In an effort to separate out what exactly I am mourning the loss of this second semester of my senior year, I hesitate to say it's a place to party. Not even the first month back and I'm sure many seniors, not to mention underclassmen, would agree that Bowdoin is missing a certain sense of spirit. In college, where the academic arena confronts us with the biggest challenges, you expect the social playing field to be a little less daunting. In this case, our field has been bulldozed.

Maybe following in the almost symbolic annihilation of the old soccer and lacrosse field beside Harpswell apartments, a sense of the old Bowdoin is gone with it. Not only will there no longer be lacrosse games out in front of the Harpswell apartments this spring, but the walk to celebrate a victory just got a little farther, too. Maybe it's the last year that 83 and a half Harspswell Road will be a part of Bowdoin at all. At least for this group of seniors, it's hard to imagine that familiar landmark vacant or, worse, torn down.

Still, I want to stress that it's more than that?a kind of a strange ending for the senior class. The other weekend, with the death sentences of a couple of our trusted hangout spots, I looked around my apartment at max capacity and couldn't help but feel like I was reliving freshman year. Isn't part of senior privilege the actual ownership of the party house?

The idea that now it's your turn and your friends are hosting?are old enough to host?goes hand in hand with a certain sense of senior identity. The expectation was never an Animal House-esque rager, but there was surely a belief that our latter half of college would offer more social freedoms.

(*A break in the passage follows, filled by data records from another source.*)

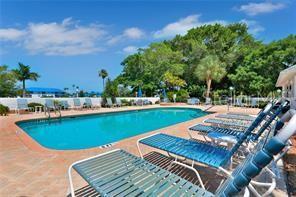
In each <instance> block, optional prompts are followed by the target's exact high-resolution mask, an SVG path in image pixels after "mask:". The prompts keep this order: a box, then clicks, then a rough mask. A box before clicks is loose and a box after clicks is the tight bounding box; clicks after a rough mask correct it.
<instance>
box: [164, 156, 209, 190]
mask: <svg viewBox="0 0 296 197" xmlns="http://www.w3.org/2000/svg"><path fill="white" fill-rule="evenodd" d="M173 163H175V164H177V165H180V166H183V167H185V168H188V169H190V170H192V171H193V172H194V173H195V174H196V176H197V179H198V181H199V183H200V185H201V187H202V188H203V189H205V186H204V184H203V182H202V180H201V177H200V175H199V173H198V171H197V170H196V169H195V168H194V167H193V166H194V161H192V164H191V166H188V165H186V164H184V163H181V162H178V161H177V158H176V159H175V160H174V161H172V163H171V164H173ZM171 164H170V165H171ZM170 167H171V166H170Z"/></svg>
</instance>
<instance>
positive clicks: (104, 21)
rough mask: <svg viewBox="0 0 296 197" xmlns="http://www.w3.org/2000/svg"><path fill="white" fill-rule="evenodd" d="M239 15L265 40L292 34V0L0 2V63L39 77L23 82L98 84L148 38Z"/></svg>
mask: <svg viewBox="0 0 296 197" xmlns="http://www.w3.org/2000/svg"><path fill="white" fill-rule="evenodd" d="M234 22H244V23H246V24H247V25H248V27H249V32H250V33H251V34H253V35H254V36H255V37H256V38H257V39H259V40H261V41H263V42H265V43H269V42H271V41H273V40H277V39H281V38H284V37H286V36H288V35H289V34H296V1H293V0H286V1H271V0H266V1H258V0H254V1H246V0H243V1H237V0H233V1H231V0H224V1H221V0H220V1H218V0H217V1H215V0H209V1H205V0H199V1H197V0H196V1H181V0H180V1H177V0H175V1H168V0H164V1H156V0H154V1H145V0H138V1H95V0H86V1H70V0H67V1H66V0H64V1H58V0H53V1H49V0H39V1H37V0H34V1H24V0H17V1H13V0H12V1H8V0H1V1H0V65H4V64H5V65H8V66H9V69H13V68H16V67H17V65H18V62H22V63H24V64H25V65H30V66H31V68H32V71H35V72H38V73H39V74H40V75H41V78H40V79H39V80H38V81H37V82H31V81H28V82H27V87H51V88H60V89H64V88H70V87H71V86H72V84H75V85H76V86H79V87H80V89H83V90H86V91H102V80H101V79H100V78H99V77H98V71H99V70H100V69H106V70H107V71H108V73H109V76H110V78H111V79H114V78H115V77H116V76H118V75H119V74H120V72H121V71H122V66H121V62H122V61H123V60H124V58H125V57H127V56H128V55H129V54H132V53H135V52H136V51H137V49H138V48H145V47H147V46H149V44H150V43H151V42H157V41H162V40H165V39H171V38H173V37H174V36H175V35H176V34H180V35H184V34H186V32H187V30H189V29H191V28H193V27H198V26H201V25H204V24H213V23H221V24H223V25H227V24H229V23H234Z"/></svg>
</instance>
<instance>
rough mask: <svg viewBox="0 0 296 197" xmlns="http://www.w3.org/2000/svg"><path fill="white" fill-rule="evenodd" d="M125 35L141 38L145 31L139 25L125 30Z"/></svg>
mask: <svg viewBox="0 0 296 197" xmlns="http://www.w3.org/2000/svg"><path fill="white" fill-rule="evenodd" d="M123 35H125V36H126V37H128V38H131V39H140V38H142V37H143V36H144V35H145V33H144V31H142V30H141V29H139V28H137V27H131V28H128V29H126V30H124V32H123Z"/></svg>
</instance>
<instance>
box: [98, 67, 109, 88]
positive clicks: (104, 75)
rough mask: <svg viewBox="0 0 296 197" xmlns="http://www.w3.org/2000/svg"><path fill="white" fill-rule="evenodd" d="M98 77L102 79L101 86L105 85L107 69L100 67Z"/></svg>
mask: <svg viewBox="0 0 296 197" xmlns="http://www.w3.org/2000/svg"><path fill="white" fill-rule="evenodd" d="M99 77H101V78H102V80H103V88H104V86H105V78H106V77H108V72H107V70H105V69H101V70H100V71H99Z"/></svg>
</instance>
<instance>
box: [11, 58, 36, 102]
mask: <svg viewBox="0 0 296 197" xmlns="http://www.w3.org/2000/svg"><path fill="white" fill-rule="evenodd" d="M18 65H19V68H18V69H13V70H12V72H13V73H14V75H15V77H16V78H17V80H19V81H21V82H22V84H23V97H25V96H26V80H33V81H37V79H38V78H39V77H40V75H39V74H38V73H35V72H31V67H30V66H29V65H27V66H26V65H24V64H22V63H20V62H19V64H18Z"/></svg>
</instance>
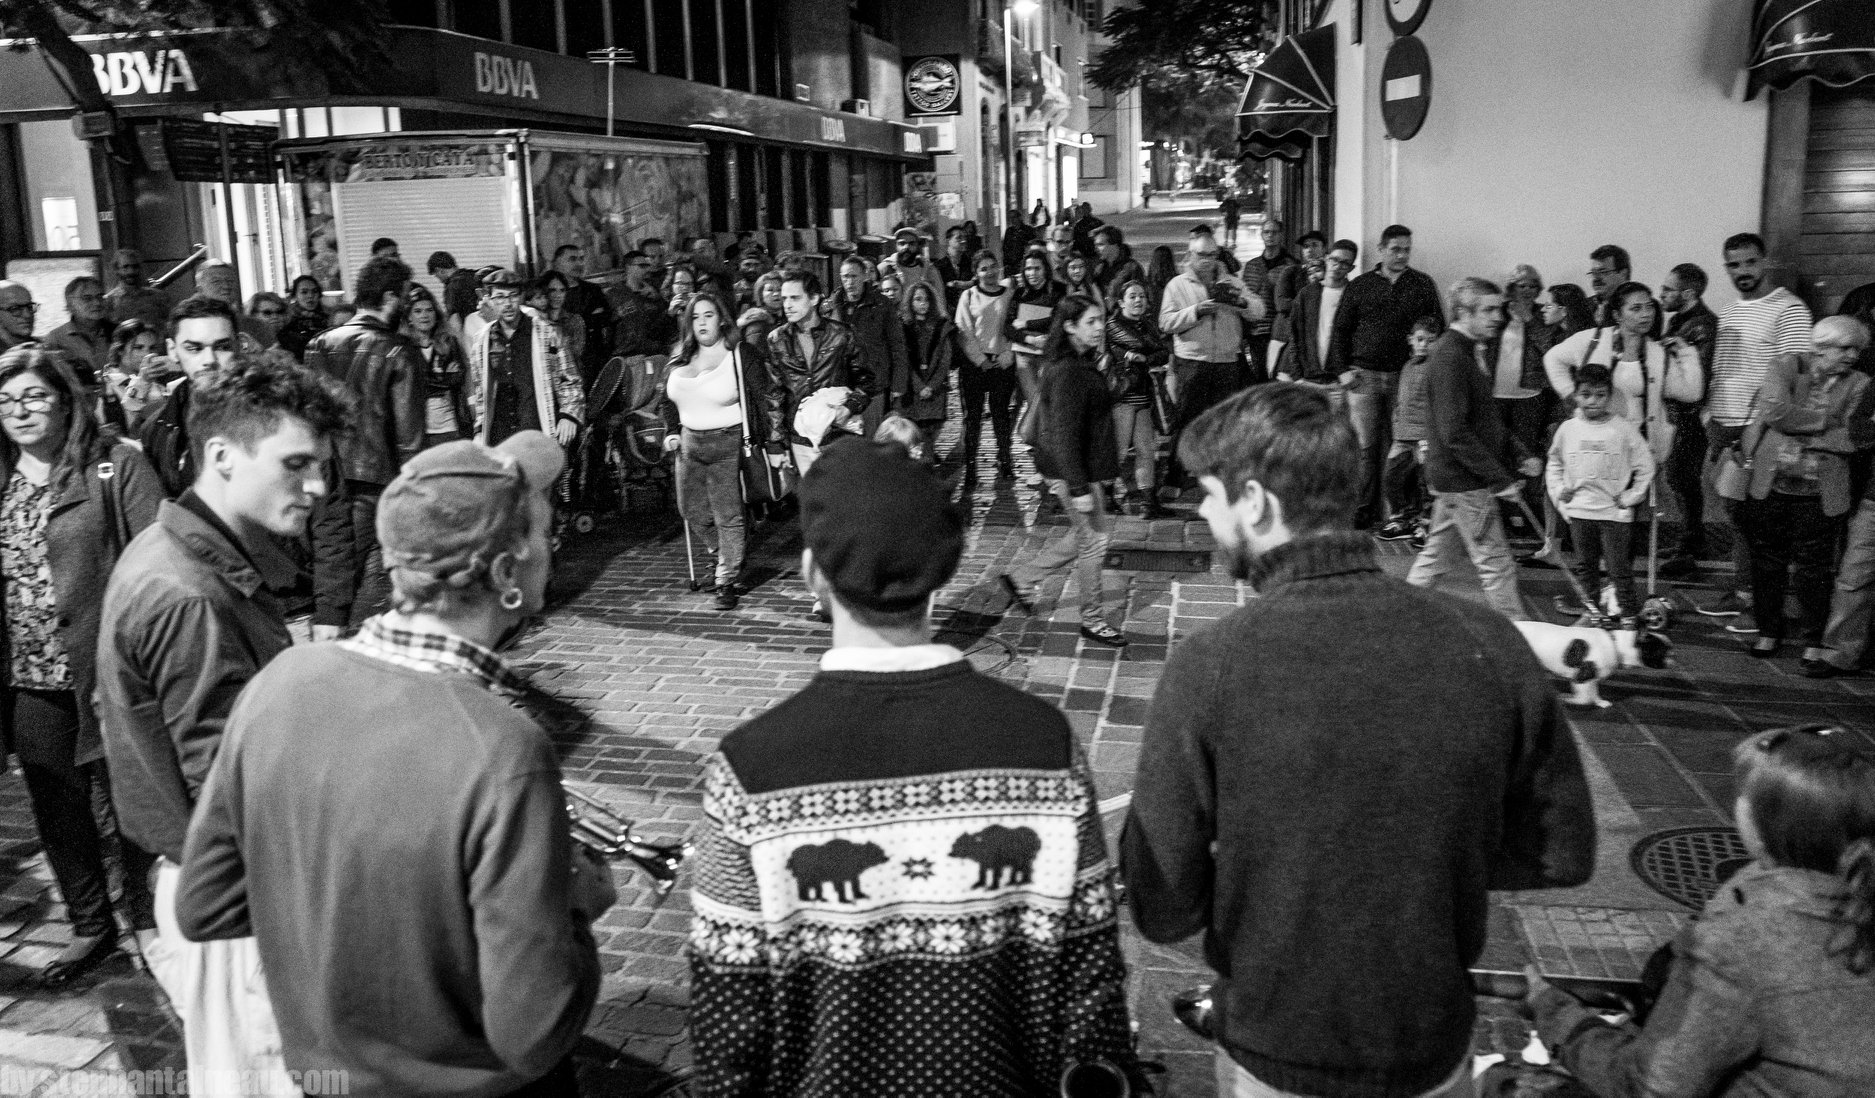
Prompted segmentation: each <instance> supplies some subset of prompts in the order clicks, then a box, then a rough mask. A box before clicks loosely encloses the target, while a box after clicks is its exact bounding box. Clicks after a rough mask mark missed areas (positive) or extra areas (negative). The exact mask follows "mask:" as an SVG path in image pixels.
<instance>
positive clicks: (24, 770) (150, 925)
mask: <svg viewBox="0 0 1875 1098" xmlns="http://www.w3.org/2000/svg"><path fill="white" fill-rule="evenodd" d="M9 693H11V697H9V699H8V706H9V708H11V712H9V718H11V723H13V749H15V751H17V753H19V768H21V772H23V774H24V778H26V798H28V802H30V804H32V823H34V826H36V828H37V832H39V845H41V847H45V860H47V864H49V866H51V868H52V879H54V881H58V894H60V896H62V898H64V899H66V914H67V918H69V920H71V933H73V937H84V939H88V937H98V935H101V933H109V935H111V937H116V931H118V927H116V920H114V918H113V916H111V892H109V884H107V875H105V847H103V836H101V834H99V832H98V817H96V815H92V783H94V781H96V779H99V778H103V770H105V764H103V763H86V764H82V766H77V764H73V755H75V748H77V734H79V697H77V695H75V693H71V691H69V690H28V688H21V686H15V688H11V691H9ZM105 789H109V781H107V783H105ZM118 851H120V856H122V866H124V909H126V914H128V916H129V922H131V927H133V929H150V927H154V926H156V914H154V911H152V899H150V866H154V864H156V856H154V854H148V853H144V851H143V849H141V847H137V845H133V843H131V841H129V839H126V838H124V836H122V832H120V834H118Z"/></svg>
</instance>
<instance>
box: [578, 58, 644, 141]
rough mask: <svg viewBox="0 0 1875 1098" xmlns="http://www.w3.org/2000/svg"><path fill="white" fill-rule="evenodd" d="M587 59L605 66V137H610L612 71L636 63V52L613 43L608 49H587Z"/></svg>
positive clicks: (610, 134) (597, 65) (610, 121)
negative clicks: (618, 67) (589, 50)
mask: <svg viewBox="0 0 1875 1098" xmlns="http://www.w3.org/2000/svg"><path fill="white" fill-rule="evenodd" d="M587 60H589V62H592V64H596V66H606V137H611V116H613V114H611V103H613V84H617V81H613V71H617V67H619V66H632V64H637V54H636V52H632V51H628V49H624V47H622V45H613V47H607V49H594V51H587Z"/></svg>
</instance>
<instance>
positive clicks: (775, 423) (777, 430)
mask: <svg viewBox="0 0 1875 1098" xmlns="http://www.w3.org/2000/svg"><path fill="white" fill-rule="evenodd" d="M767 367H769V384H767V399H765V401H763V405H765V407H767V416H769V448H771V450H774V452H778V453H780V452H786V450H787V442H789V440H801V444H802V446H804V444H806V438H801V437H799V435H797V433H795V408H797V407H799V405H801V399H802V397H806V395H808V393H812V392H817V390H825V388H832V386H846V388H849V390H853V392H851V393H847V397H846V410H847V412H853V414H855V416H857V414H861V412H864V410H866V405H870V403H872V397H874V395H876V393H877V392H879V388H881V386H879V378H877V377H874V373H872V371H870V369H866V367H864V365H862V364H861V362H859V354H857V347H855V343H853V330H851V328H847V326H846V324H842V322H838V320H825V319H823V320H821V322H819V324H817V326H816V328H814V362H806V360H804V358H802V356H801V341H799V339H795V326H793V324H782V326H780V328H776V330H774V332H769V354H767Z"/></svg>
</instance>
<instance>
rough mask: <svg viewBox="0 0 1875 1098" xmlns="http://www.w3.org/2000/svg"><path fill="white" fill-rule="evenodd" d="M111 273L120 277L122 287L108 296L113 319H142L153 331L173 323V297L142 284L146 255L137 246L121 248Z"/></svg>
mask: <svg viewBox="0 0 1875 1098" xmlns="http://www.w3.org/2000/svg"><path fill="white" fill-rule="evenodd" d="M111 274H114V275H116V277H118V285H116V287H113V289H111V292H109V294H105V305H107V307H109V309H111V320H114V322H118V324H122V322H124V320H143V322H144V324H148V326H152V328H161V326H163V324H165V322H167V320H169V307H171V305H169V294H165V292H163V290H159V289H156V287H152V285H150V283H146V281H143V255H141V253H137V249H135V247H120V249H118V251H116V255H113V257H111Z"/></svg>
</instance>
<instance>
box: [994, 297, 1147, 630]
mask: <svg viewBox="0 0 1875 1098" xmlns="http://www.w3.org/2000/svg"><path fill="white" fill-rule="evenodd" d="M1104 332H1106V317H1104V315H1102V313H1101V305H1097V304H1095V302H1093V298H1084V296H1080V294H1074V296H1069V298H1063V300H1061V304H1059V305H1056V309H1054V319H1052V324H1050V328H1048V339H1046V343H1042V354H1041V358H1042V367H1041V390H1039V397H1037V408H1039V414H1041V420H1039V427H1041V429H1039V438H1041V444H1039V446H1037V448H1035V467H1037V468H1039V470H1041V474H1042V476H1044V478H1048V485H1050V489H1052V491H1054V495H1056V498H1059V500H1061V504H1063V508H1065V510H1067V517H1069V530H1067V534H1063V536H1061V538H1057V540H1056V542H1050V543H1048V545H1044V547H1042V551H1041V553H1037V555H1035V560H1031V562H1029V564H1024V566H1022V568H1018V570H1014V571H1005V573H1003V575H999V577H997V579H999V583H1001V585H1003V590H1007V592H1009V598H1011V601H1014V603H1016V605H1020V607H1022V609H1024V611H1027V613H1035V588H1037V585H1039V583H1041V581H1042V579H1044V577H1048V575H1052V573H1056V571H1061V570H1065V568H1069V566H1072V568H1074V577H1076V583H1078V585H1080V635H1082V637H1086V639H1089V641H1095V643H1099V645H1108V646H1112V648H1125V646H1127V635H1125V633H1121V631H1119V630H1116V628H1114V626H1112V624H1108V620H1106V605H1104V601H1106V600H1104V590H1102V577H1101V566H1102V562H1104V558H1106V545H1108V542H1110V540H1112V536H1114V519H1112V515H1108V513H1106V508H1104V506H1102V495H1104V493H1102V487H1101V485H1102V483H1104V482H1108V480H1114V478H1117V476H1119V457H1117V452H1119V446H1117V444H1116V442H1114V395H1112V392H1110V390H1108V384H1106V377H1104V375H1102V373H1101V364H1099V360H1101V347H1102V337H1104Z"/></svg>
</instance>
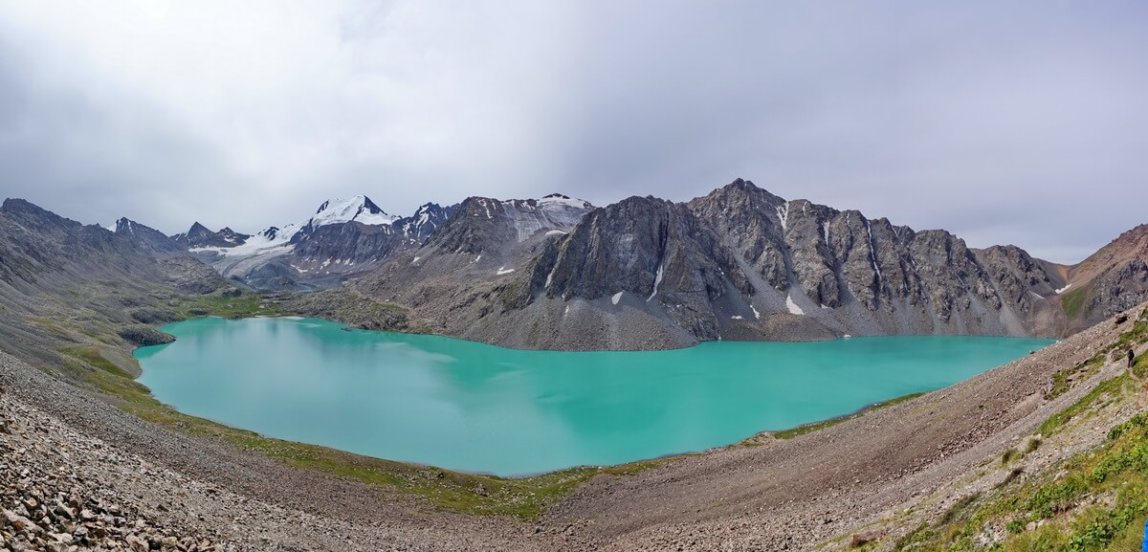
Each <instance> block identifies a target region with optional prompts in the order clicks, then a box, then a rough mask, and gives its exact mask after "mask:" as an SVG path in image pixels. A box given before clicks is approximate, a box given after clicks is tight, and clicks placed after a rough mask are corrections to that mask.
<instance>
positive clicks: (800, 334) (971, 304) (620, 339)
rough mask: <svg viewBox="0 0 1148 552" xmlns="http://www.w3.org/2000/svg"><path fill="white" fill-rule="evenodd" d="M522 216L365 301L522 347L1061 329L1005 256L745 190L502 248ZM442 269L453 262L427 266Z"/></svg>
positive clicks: (387, 270)
mask: <svg viewBox="0 0 1148 552" xmlns="http://www.w3.org/2000/svg"><path fill="white" fill-rule="evenodd" d="M518 207H519V204H518V203H512V202H497V201H495V200H489V199H481V197H473V199H470V200H467V201H466V202H464V203H463V205H460V207H459V212H458V213H457V216H456V217H453V218H452V219H451V220H450V221H448V224H447V225H444V226H443V227H442V228H441V230H440V231H439V232H436V233H435V234H433V235H432V236H430V239H429V240H428V241H427V243H426V246H424V248H422V249H419V250H418V251H417V252H408V254H405V255H404V256H401V257H396V258H394V259H393V261H390V262H388V263H385V265H383V266H382V267H381V269H380V270H379V271H378V272H375V273H372V274H370V275H369V277H366V278H364V279H363V280H362V281H360V282H359V286H360V289H362V290H363V291H364V293H366V294H369V295H372V294H373V295H379V296H381V297H382V298H385V300H387V301H396V302H398V303H402V304H405V305H409V306H412V308H413V309H414V310H416V313H417V314H420V316H424V317H426V318H427V319H428V320H430V321H432V325H433V326H435V327H437V328H439V329H440V331H442V332H444V333H448V334H453V335H460V336H464V337H468V339H475V340H481V341H489V342H495V343H499V344H505V345H511V347H523V348H535V347H543V348H557V349H634V348H660V347H681V345H688V344H691V343H696V342H697V341H701V340H715V339H771V340H809V339H831V337H835V336H843V335H887V334H955V335H964V334H972V335H1049V336H1054V335H1056V336H1058V335H1065V334H1066V332H1069V331H1070V329H1071V325H1070V324H1069V321H1068V319H1069V317H1066V316H1065V313H1064V310H1063V309H1062V308H1061V303H1062V301H1061V297H1060V296H1058V295H1057V293H1056V290H1057V289H1061V288H1063V286H1064V285H1065V272H1064V271H1065V270H1068V269H1066V267H1062V266H1058V265H1055V264H1053V263H1048V262H1044V261H1040V259H1035V258H1032V257H1031V256H1030V255H1027V254H1026V252H1025V251H1024V250H1022V249H1019V248H1016V247H1013V246H1006V247H993V248H988V249H984V250H974V249H970V248H969V247H968V246H967V244H965V243H964V241H963V240H961V239H960V238H957V236H955V235H953V234H951V233H948V232H945V231H922V232H917V231H914V230H913V228H909V227H906V226H898V225H894V224H892V223H891V221H889V220H887V219H884V218H881V219H870V218H868V217H866V216H863V215H862V213H861V212H859V211H855V210H844V211H843V210H837V209H833V208H830V207H825V205H819V204H815V203H810V202H808V201H805V200H796V201H788V200H784V199H782V197H778V196H776V195H774V194H770V193H769V192H766V191H765V189H761V188H758V187H757V186H754V185H753V184H752V182H750V181H746V180H740V179H739V180H736V181H734V182H731V184H730V185H728V186H724V187H722V188H719V189H716V191H714V192H713V193H711V194H708V195H706V196H704V197H698V199H695V200H692V201H690V202H688V203H670V202H667V201H662V200H657V199H653V197H630V199H628V200H625V201H622V202H619V203H616V204H613V205H610V207H606V208H603V209H597V210H592V211H589V215H585V216H584V217H583V218H580V220H577V223H576V224H575V225H574V226H572V227H568V228H566V227H563V226H560V225H557V224H556V223H554V221H553V220H550V221H549V223H545V224H554V225H556V228H558V227H563V228H564V230H556V231H550V232H546V239H543V240H538V241H536V242H532V243H533V248H521V247H519V248H517V249H515V248H509V247H507V246H506V244H509V243H515V242H517V243H526V241H520V240H522V236H523V234H529V233H530V232H535V235H536V234H537V227H536V226H530V225H525V224H523V220H536V218H529V217H526V216H525V215H526V213H527V212H528V211H523V210H519V211H514V212H506V210H507V209H511V208H518ZM571 218H573V217H571ZM512 220H513V223H511V221H512ZM568 223H569V219H566V220H564V221H563V224H568ZM543 226H544V225H543ZM511 250H513V251H514V252H513V254H510V252H509V251H511ZM442 255H453V256H456V257H457V258H458V259H459V261H458V262H455V263H453V264H451V263H440V262H436V261H434V258H435V256H442ZM491 257H492V259H494V261H495V262H494V263H491V264H490V265H488V266H486V267H484V269H482V270H475V269H474V266H476V265H482V264H484V263H489V261H488V259H490V258H491ZM463 261H465V263H463ZM419 266H426V267H429V269H422V270H419V269H418V267H419ZM491 266H498V267H499V270H497V271H494V273H492V274H491V273H489V272H491V271H490V270H489V269H490V267H491ZM1142 266H1143V263H1142V262H1140V264H1137V262H1135V261H1133V262H1130V263H1128V264H1126V265H1124V266H1123V267H1122V269H1119V270H1117V271H1116V272H1112V273H1111V274H1112V275H1111V278H1112V279H1115V280H1116V281H1119V283H1118V285H1117V283H1111V285H1109V287H1108V288H1106V289H1119V290H1122V291H1120V293H1124V291H1123V290H1125V289H1127V288H1128V286H1130V285H1132V283H1134V282H1139V281H1141V280H1138V278H1140V277H1139V275H1138V274H1140V272H1138V270H1140V269H1139V267H1142ZM430 271H433V274H429V272H430ZM428 274H429V275H428ZM428 279H429V280H433V281H434V283H433V285H429V286H428V285H425V281H426V280H428ZM1097 293H1099V291H1097ZM1109 295H1111V296H1115V295H1118V294H1117V293H1116V291H1111V293H1109ZM1100 301H1101V302H1104V303H1106V304H1114V305H1115V304H1116V303H1117V302H1116V301H1115V298H1108V300H1100ZM1134 301H1135V298H1130V300H1128V302H1134Z"/></svg>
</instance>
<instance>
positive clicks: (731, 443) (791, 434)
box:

There seems a kind of inherent design in the college's social system that designates the senior as a kind of a misfit. Coming into the fall, I think we liked that idea?the notion that we are a little more on our own, that we figure out where and with whom we want to hang out. Less like the freshman dorm scene where too many of your screaming peers can send you into meltdown mode midweek, we're in control of the destination, the journey?supposedly the whole thing, if within reason.

I suggest, though, that we are within reason, never really pushing the envelope; I think we're just in search of a good time and a little camaraderie. Sure, there's nothing wrong with a college house party, but remember that a night at Quinby is unlikely to draw as many of your peers as it is a full blown menagerie of the freshman faces from your sub-100-level bio class and their many friends. However, if you're out with high hopes to find your freshman cutie?by all means make your way to the dance floor.

But for the rest of this group, for instance, the group now spending their senior spring under the watchful eye of Security (which now has its house guests limited to a girlfriend-only policy), I can only suggest that this might all just be about getting us ready to leave. Perhaps we will be ready to head out together as the last group to go through Bowdoin with a number of shared experiences that can never be recreated.

We might be one of the last classes to graduate with memories of the old Harpswell field being only a couple of quick strides from a good place to kick off the lobster bake, pregame a Saturday soccer game, and have a very merry crack-mas.